Simply put, surrendering one personal freedom, in this case of religious expression for Muslim women in Europe because it does not presently impact all female Danes, sets the stage for a broader assault on fundamental rights down the line.
A textbook example is white Christian fundamentalists like the Westboro Baptist Church who cheered the US Patriot Act after 2001 that sanitised mass public surveillance by the state to contain jihadist terrorism.
The very same cheerleaders, however, cried foul when they later discovered Washington had used its domestic spying apparatus to also keep tabs on white extremism that statistically has spawned a vastly greater number of terrorist attacks on American soil.
Second, far from protecting conservative Muslim women from their male oppressors, it jeopardises their personal safety by turning them into an exclusionary “other” at a time when anti-Muslim sentiments across Europe are rising at an alarming rate.
Hence, going forward, any women in Denmark that remotely resemble Muslims in the way they cover their heads or wear loosefitting clothes will be viewed as fair game for public harassment by any number of intolerant individuals or groups.

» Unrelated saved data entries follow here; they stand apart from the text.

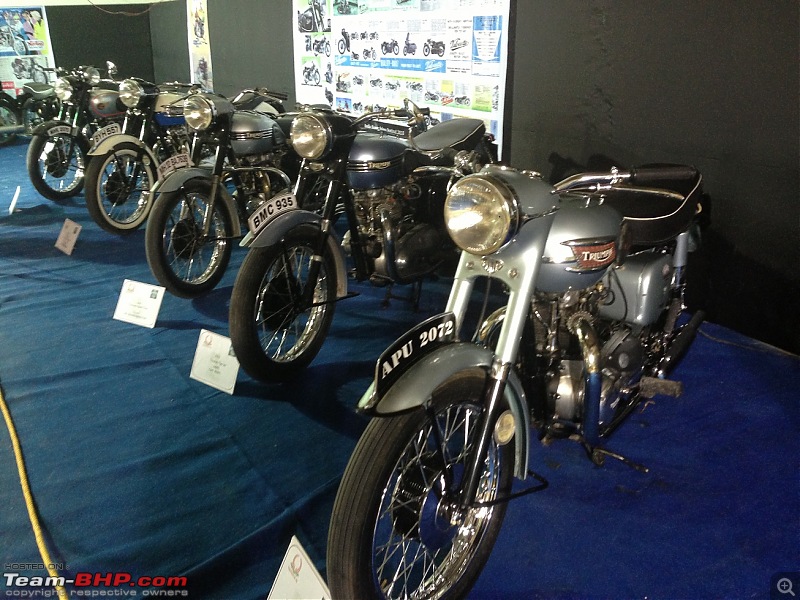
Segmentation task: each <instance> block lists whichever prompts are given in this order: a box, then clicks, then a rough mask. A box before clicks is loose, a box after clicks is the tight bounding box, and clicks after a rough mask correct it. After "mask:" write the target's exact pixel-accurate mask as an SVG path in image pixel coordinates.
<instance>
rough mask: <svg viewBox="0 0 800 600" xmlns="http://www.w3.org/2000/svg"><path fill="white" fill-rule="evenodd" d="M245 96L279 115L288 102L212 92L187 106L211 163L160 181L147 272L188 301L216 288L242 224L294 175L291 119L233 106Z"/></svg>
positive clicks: (266, 98) (193, 126) (158, 188)
mask: <svg viewBox="0 0 800 600" xmlns="http://www.w3.org/2000/svg"><path fill="white" fill-rule="evenodd" d="M248 95H257V96H259V97H260V99H266V100H267V101H268V103H269V104H270V105H271V106H273V108H275V107H277V108H279V109H280V110H281V111H282V110H283V109H282V102H283V100H285V99H286V97H287V96H286V95H285V94H278V93H275V92H269V91H267V90H248V91H246V92H243V93H242V94H240V95H239V96H237V97H236V98H234V100H233V101H231V100H228V99H226V98H224V97H222V96H217V95H214V94H211V93H197V94H192V95H190V96H189V97H188V98H187V99H186V100H185V101H184V104H183V111H184V118H185V119H186V124H187V125H188V126H189V128H190V129H191V130H192V131H194V132H197V134H198V135H197V137H196V138H195V142H194V146H195V149H196V148H198V147H202V148H203V149H205V150H207V149H213V152H214V154H213V161H212V162H211V164H210V165H209V166H190V167H186V168H180V169H178V170H176V171H175V172H174V173H172V174H171V175H169V176H168V177H166V178H165V179H163V180H160V181H159V182H158V183H157V185H156V186H155V190H154V192H157V193H158V194H159V195H158V197H157V198H156V200H155V203H154V204H153V209H152V210H151V212H150V217H149V219H148V220H147V228H146V230H145V250H146V253H147V263H148V264H149V265H150V270H151V271H152V272H153V275H154V276H155V277H156V279H157V280H158V281H159V283H160V284H161V285H163V286H164V287H165V288H167V290H168V291H169V292H171V293H172V294H174V295H176V296H180V297H183V298H193V297H196V296H199V295H201V294H205V293H207V292H209V291H210V290H212V289H213V288H214V287H215V286H216V285H217V284H218V283H219V281H220V279H222V276H223V275H224V273H225V269H226V268H227V265H228V261H229V260H230V256H231V251H232V249H233V244H234V242H235V240H237V239H239V238H240V237H241V235H242V227H241V224H242V223H246V222H247V218H248V217H249V216H250V215H251V214H252V213H253V212H254V211H257V210H258V209H259V207H260V206H261V205H262V204H263V203H265V202H266V201H268V200H270V199H271V198H273V197H274V196H275V194H276V193H277V192H280V191H283V190H286V189H288V188H289V187H290V186H291V179H290V178H291V177H293V176H296V174H297V172H298V170H299V159H298V158H297V156H296V155H295V154H294V153H293V152H292V150H291V146H289V144H288V142H287V137H288V133H289V126H290V123H291V120H292V115H291V114H285V113H281V114H274V113H271V114H268V113H267V112H264V111H258V110H245V109H242V110H240V109H238V108H237V104H238V103H240V102H242V101H245V102H247V101H248ZM251 106H252V104H251ZM196 152H197V150H195V153H196ZM194 164H196V162H195V163H194ZM229 187H230V188H232V189H233V190H234V192H233V194H231V193H230V192H229Z"/></svg>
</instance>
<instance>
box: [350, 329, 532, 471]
mask: <svg viewBox="0 0 800 600" xmlns="http://www.w3.org/2000/svg"><path fill="white" fill-rule="evenodd" d="M492 358H493V354H492V352H491V350H489V349H487V348H483V347H481V346H477V345H475V344H470V343H453V344H447V345H445V346H442V347H441V348H438V349H436V350H434V351H433V352H431V353H429V354H426V355H425V356H424V357H422V358H421V359H420V360H419V362H417V363H416V364H414V366H413V367H411V368H410V369H409V370H408V371H406V372H405V373H404V374H403V375H402V376H401V377H400V378H399V379H398V380H397V381H396V382H395V383H394V385H392V387H390V388H389V389H388V390H387V391H386V393H385V394H384V395H383V397H382V398H376V397H375V382H374V381H373V382H372V383H371V384H370V386H369V388H367V391H366V392H364V395H363V396H362V397H361V400H360V401H359V403H358V408H359V409H360V410H365V411H367V412H368V414H370V415H372V416H376V417H390V416H393V415H397V414H401V413H404V412H408V411H409V410H413V409H416V408H420V407H422V406H425V405H426V403H427V402H428V400H429V399H430V397H431V394H433V392H434V390H436V388H438V387H439V386H440V385H442V384H443V383H444V382H445V381H447V380H448V379H450V378H451V377H452V376H453V375H455V374H456V373H460V372H462V371H467V370H469V369H474V368H476V367H477V368H481V369H483V370H485V371H488V370H489V369H490V368H491V365H492ZM505 398H506V401H507V402H508V407H509V409H510V410H511V413H512V414H513V415H514V440H515V441H514V456H515V460H514V475H515V476H516V477H517V478H519V479H524V478H525V477H526V476H527V473H528V459H529V447H530V428H529V426H528V421H529V415H530V412H529V410H528V399H527V398H526V396H525V391H524V389H523V387H522V382H521V381H520V380H519V377H517V374H516V373H515V372H514V371H513V370H512V371H511V372H510V373H509V377H508V382H507V383H506V387H505Z"/></svg>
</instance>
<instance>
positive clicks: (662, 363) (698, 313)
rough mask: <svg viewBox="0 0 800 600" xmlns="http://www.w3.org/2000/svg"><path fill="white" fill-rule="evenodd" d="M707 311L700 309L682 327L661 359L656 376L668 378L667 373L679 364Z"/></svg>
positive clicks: (662, 377)
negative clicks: (682, 326)
mask: <svg viewBox="0 0 800 600" xmlns="http://www.w3.org/2000/svg"><path fill="white" fill-rule="evenodd" d="M705 318H706V313H705V311H702V310H698V311H697V312H696V313H694V315H692V318H691V319H690V320H689V322H688V323H687V324H686V325H684V326H683V327H681V329H680V331H679V332H678V335H676V336H675V339H674V340H672V344H670V346H669V349H667V352H666V353H665V354H664V356H663V358H662V359H661V360H660V361H659V363H658V367H657V369H656V377H658V378H659V379H666V378H667V375H669V373H670V371H672V369H674V368H675V365H676V364H678V361H679V360H680V358H681V357H682V356H683V354H684V352H686V349H687V348H688V347H689V344H691V343H692V340H693V339H694V336H695V334H696V333H697V329H698V328H699V327H700V324H701V323H702V322H703V321H704V320H705Z"/></svg>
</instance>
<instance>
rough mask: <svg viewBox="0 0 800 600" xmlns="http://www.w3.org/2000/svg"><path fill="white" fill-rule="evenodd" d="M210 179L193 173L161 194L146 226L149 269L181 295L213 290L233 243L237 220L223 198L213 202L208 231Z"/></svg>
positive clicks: (209, 217)
mask: <svg viewBox="0 0 800 600" xmlns="http://www.w3.org/2000/svg"><path fill="white" fill-rule="evenodd" d="M210 197H211V181H210V180H208V179H190V180H189V181H187V182H186V183H185V184H184V185H183V187H182V188H181V189H180V190H177V191H175V192H165V193H163V194H161V195H160V196H159V197H158V199H157V200H156V201H155V202H154V204H153V209H152V211H151V213H150V218H149V219H148V221H147V229H146V231H145V251H146V253H147V263H148V264H149V265H150V270H151V271H152V272H153V275H155V277H156V279H158V281H159V283H160V284H161V285H163V286H164V287H165V288H167V290H168V291H169V292H170V293H172V294H175V295H176V296H180V297H182V298H194V297H197V296H200V295H202V294H205V293H208V292H210V291H211V290H212V289H214V288H215V287H216V285H217V284H218V283H219V281H220V279H222V276H223V275H224V274H225V269H226V268H227V267H228V262H229V261H230V258H231V251H232V249H233V239H232V238H233V221H232V219H231V215H230V213H229V212H228V211H227V210H226V207H225V202H224V200H223V199H222V198H221V197H218V198H217V199H216V201H215V202H214V210H213V213H211V214H209V218H210V219H211V222H210V227H209V229H208V234H207V235H206V234H204V222H205V215H206V213H207V212H210V211H208V207H209V200H210Z"/></svg>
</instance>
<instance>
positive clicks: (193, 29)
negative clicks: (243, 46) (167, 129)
mask: <svg viewBox="0 0 800 600" xmlns="http://www.w3.org/2000/svg"><path fill="white" fill-rule="evenodd" d="M186 20H187V23H186V24H187V29H188V31H189V63H190V64H189V67H190V68H191V72H192V79H191V80H192V83H199V84H200V85H202V86H203V88H205V89H207V90H213V89H214V77H213V75H212V71H211V44H210V42H209V36H208V6H207V3H206V0H187V2H186Z"/></svg>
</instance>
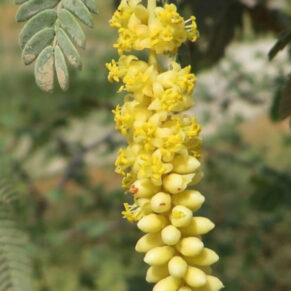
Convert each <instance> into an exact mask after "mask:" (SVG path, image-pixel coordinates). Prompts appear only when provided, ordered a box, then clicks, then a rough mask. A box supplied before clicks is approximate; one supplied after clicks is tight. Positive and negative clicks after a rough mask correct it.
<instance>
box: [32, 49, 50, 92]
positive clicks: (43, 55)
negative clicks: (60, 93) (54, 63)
mask: <svg viewBox="0 0 291 291" xmlns="http://www.w3.org/2000/svg"><path fill="white" fill-rule="evenodd" d="M35 80H36V83H37V85H38V86H39V87H40V88H41V89H42V90H44V91H46V92H50V91H52V90H53V88H54V48H53V46H47V47H46V48H45V49H44V50H43V51H42V52H41V53H40V55H39V56H38V58H37V61H36V64H35Z"/></svg>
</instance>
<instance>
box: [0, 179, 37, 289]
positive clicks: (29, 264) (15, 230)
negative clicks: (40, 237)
mask: <svg viewBox="0 0 291 291" xmlns="http://www.w3.org/2000/svg"><path fill="white" fill-rule="evenodd" d="M17 200H18V195H17V194H16V193H15V192H14V191H13V190H12V189H11V187H10V186H9V185H8V184H7V183H6V182H4V181H3V180H0V290H1V291H8V290H13V291H31V290H32V285H31V283H32V282H31V276H32V269H31V261H30V258H29V257H28V254H27V237H26V234H25V233H24V232H23V231H21V230H19V229H18V227H17V224H16V222H15V221H14V219H13V208H14V206H15V203H16V201H17Z"/></svg>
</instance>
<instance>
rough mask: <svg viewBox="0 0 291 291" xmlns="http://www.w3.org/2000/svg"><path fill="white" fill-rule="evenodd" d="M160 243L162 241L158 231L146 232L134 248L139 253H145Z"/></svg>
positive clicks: (152, 248) (137, 242) (160, 234)
mask: <svg viewBox="0 0 291 291" xmlns="http://www.w3.org/2000/svg"><path fill="white" fill-rule="evenodd" d="M162 245H163V241H162V238H161V234H160V233H148V234H146V235H144V236H143V237H141V238H140V239H139V240H138V242H137V243H136V246H135V250H136V251H137V252H139V253H146V252H148V251H149V250H151V249H153V248H156V247H160V246H162Z"/></svg>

The more extreme example is of American Sikhs in the immediate aftermath of the September 2001 terrorist attacks, when some fell prey to violent and occasionally fatal “payback” for “looking like Muslims” with their flowing beards and turbans — a caricature perpetuated by the local media.
Lastly, Danish politicians assert the burka ban is critical for deeper cultural assimilation so these women are no longer beholden to the pockets of oppressive patriarchy in progressive European states like Denmark. Unfortunately, this policy will likely backfire in a way that self-fulfilling prophecies often do.
A sustained state narrative that paints conservative Muslim women as social pariahs will likewise reinforce in them a feeling of helplessness and the status of unwelcome outsiders in Europe. As a result, they will retreat from society after facing the scorn of neighbours and strangers alike.
To summarise, while the Denmark burka ban will accomplish little for gender equality, it will surely push an already beleaguered minority further into the fringes of society. And, a state that willfully puts citizens in harm’s way has no right to call itself a democracy.
Johnson and other European politicians may shout their throats hoarse over how the ban will emancipate Muslim women in Europe, but it won’t.